その濡れた砂のような静寂を打ち払ったのはアルマだった。
『だからって、あなたみたいに力を振るっていたんじゃ、あたしたちの歌は、いつまでたっても、ただの暴力装置じゃないか!』
「う、歌は……!」
私はやっとの思いで声を出した。
「祈りのためにあると信じたいんです。戦争のためじゃない。戦争を抑止するためのものでもない。ただの、歌だと思いたい。傷ついた人を癒やし、怖気づいた人を勇気づけ、思いや祈りを多くの人に届けるための手段だって、信じたい」
『きれいごと』
ヴェーラはゆっくりとそう言った。たったのそれだけで、私の勇気は粉砕されてしまった。
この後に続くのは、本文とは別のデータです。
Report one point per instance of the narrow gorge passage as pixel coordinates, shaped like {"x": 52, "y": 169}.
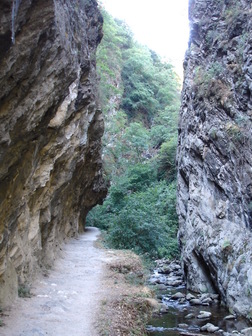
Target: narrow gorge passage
{"x": 67, "y": 301}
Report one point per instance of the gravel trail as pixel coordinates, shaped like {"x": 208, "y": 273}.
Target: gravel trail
{"x": 66, "y": 302}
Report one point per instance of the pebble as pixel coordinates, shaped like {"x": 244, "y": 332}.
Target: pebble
{"x": 247, "y": 332}
{"x": 209, "y": 327}
{"x": 195, "y": 302}
{"x": 190, "y": 297}
{"x": 178, "y": 295}
{"x": 183, "y": 325}
{"x": 230, "y": 317}
{"x": 207, "y": 300}
{"x": 204, "y": 314}
{"x": 162, "y": 287}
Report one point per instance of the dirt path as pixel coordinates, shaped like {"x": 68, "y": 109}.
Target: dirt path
{"x": 67, "y": 302}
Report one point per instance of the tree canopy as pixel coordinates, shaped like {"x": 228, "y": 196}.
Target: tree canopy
{"x": 139, "y": 95}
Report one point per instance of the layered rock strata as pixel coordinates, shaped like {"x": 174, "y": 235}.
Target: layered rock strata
{"x": 215, "y": 153}
{"x": 50, "y": 131}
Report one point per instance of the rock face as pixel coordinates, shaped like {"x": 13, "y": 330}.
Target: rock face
{"x": 50, "y": 131}
{"x": 215, "y": 152}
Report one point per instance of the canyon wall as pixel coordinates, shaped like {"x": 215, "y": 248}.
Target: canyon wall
{"x": 50, "y": 131}
{"x": 215, "y": 152}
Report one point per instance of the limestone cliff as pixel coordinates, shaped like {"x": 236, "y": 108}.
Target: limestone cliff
{"x": 215, "y": 152}
{"x": 50, "y": 131}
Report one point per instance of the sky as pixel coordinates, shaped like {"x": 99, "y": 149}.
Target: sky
{"x": 162, "y": 25}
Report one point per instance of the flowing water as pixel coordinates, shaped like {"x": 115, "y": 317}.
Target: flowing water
{"x": 174, "y": 322}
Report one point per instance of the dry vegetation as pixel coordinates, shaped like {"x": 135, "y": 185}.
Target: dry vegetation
{"x": 127, "y": 303}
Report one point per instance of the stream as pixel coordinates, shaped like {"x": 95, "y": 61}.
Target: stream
{"x": 187, "y": 313}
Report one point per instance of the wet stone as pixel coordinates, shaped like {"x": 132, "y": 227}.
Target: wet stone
{"x": 195, "y": 302}
{"x": 204, "y": 314}
{"x": 209, "y": 327}
{"x": 230, "y": 317}
{"x": 178, "y": 295}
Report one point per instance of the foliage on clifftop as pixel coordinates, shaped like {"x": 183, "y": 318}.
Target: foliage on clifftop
{"x": 139, "y": 94}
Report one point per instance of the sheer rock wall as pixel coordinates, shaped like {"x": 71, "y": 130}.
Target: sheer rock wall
{"x": 50, "y": 131}
{"x": 215, "y": 152}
『わたしたちはね、圧倒的にクリーンで、しかも依存性という政治的にはとっても都合の良い付加価値まで備えた戦略兵器だよ。アーシュオンは生首歌姫の量産に乗り出したし、その技術は数ヶ月とかそんな程度のスピードで他国に渡るだろう。
ヤーグベルテが君たちの首を切り落とし、あのゲテモノにしないとも限らない。そのあたりにいる女の子の首を切り落とし、捨て駒として配備する日が絶対に来ないと思っているだなんて、わたしは言わせない。
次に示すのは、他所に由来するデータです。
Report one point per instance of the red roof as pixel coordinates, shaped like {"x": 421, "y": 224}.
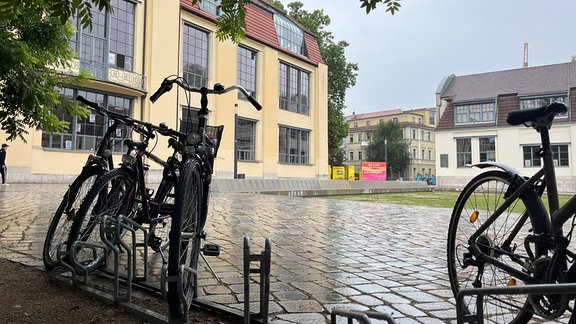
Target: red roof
{"x": 260, "y": 27}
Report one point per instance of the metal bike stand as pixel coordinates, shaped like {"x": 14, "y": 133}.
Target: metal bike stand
{"x": 505, "y": 290}
{"x": 360, "y": 316}
{"x": 120, "y": 299}
{"x": 264, "y": 270}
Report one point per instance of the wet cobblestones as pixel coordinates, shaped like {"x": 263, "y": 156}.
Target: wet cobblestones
{"x": 326, "y": 254}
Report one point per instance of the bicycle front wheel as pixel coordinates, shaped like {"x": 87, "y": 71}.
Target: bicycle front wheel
{"x": 185, "y": 240}
{"x": 59, "y": 228}
{"x": 112, "y": 195}
{"x": 503, "y": 242}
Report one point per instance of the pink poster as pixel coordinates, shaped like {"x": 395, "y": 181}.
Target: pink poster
{"x": 374, "y": 171}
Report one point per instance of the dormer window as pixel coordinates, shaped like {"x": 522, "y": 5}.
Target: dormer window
{"x": 290, "y": 36}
戦争が、決してなくなるものではないのだとわたしは知ってしまった。歌姫計画があろうがなかろうが、わたしたちの輪舞曲は終わらない。むしろこれから、伴奏はより激しくなるだろう。
だから!
考えろ!
その切っ先を誰に向けるのか。その歌声で何を歌うのか。きみたちは兵器なのか、はたまた人なのか。このままで良いのか、それとも、良いとは思わないのか』
『諦めない』
アルマが無感情に言った。
『諦めない、絶対』
「アルマ……」
『あたしたちは、諦めない。決して、諦めない。言葉は棄てない。あたしたちはD級歌姫。あなたたちにできなかったことを、あたしたちは実現する』
『あははははははは!』
ヴェーラが笑う。
『明日、そしてその明日、さらに続く明日へと、時はゆらりと日々を歩み、ついには最期の一言に辿り着いた、というわけか』
「違います」
私が何か言っていた。ヴェーラが興味深げな声を上げる。
『ほう?』
私は呼吸を整える。そう、これは、マクベスだ。私はそのフレーズを思い出し、そして否定する。
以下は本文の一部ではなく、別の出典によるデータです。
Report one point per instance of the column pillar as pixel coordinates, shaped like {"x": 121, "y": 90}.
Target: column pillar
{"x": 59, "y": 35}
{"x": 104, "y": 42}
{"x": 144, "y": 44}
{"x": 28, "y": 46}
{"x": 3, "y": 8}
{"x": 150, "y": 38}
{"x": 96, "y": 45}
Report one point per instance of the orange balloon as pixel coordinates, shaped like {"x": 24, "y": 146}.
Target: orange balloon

「彼らがたとえ愚かな人たちであったとしても、私は、守りたい。私たちは彼らの死の道を照らしたいわけじゃないんです、ヴェーラ」
『そうだね。だからそれをするのは、わたしの役目だ』
静かな声が、青い空に消えた。
その時、上空を漂っていた私たちは、見てしまった。
アキレウスとパトロクロスの艦首PPCが、セイレーンEM-AZを撃ち貫いていた。その景色を。
――なんで、こんなことに?
ぶつんと音を立てて、意識が、落ちた。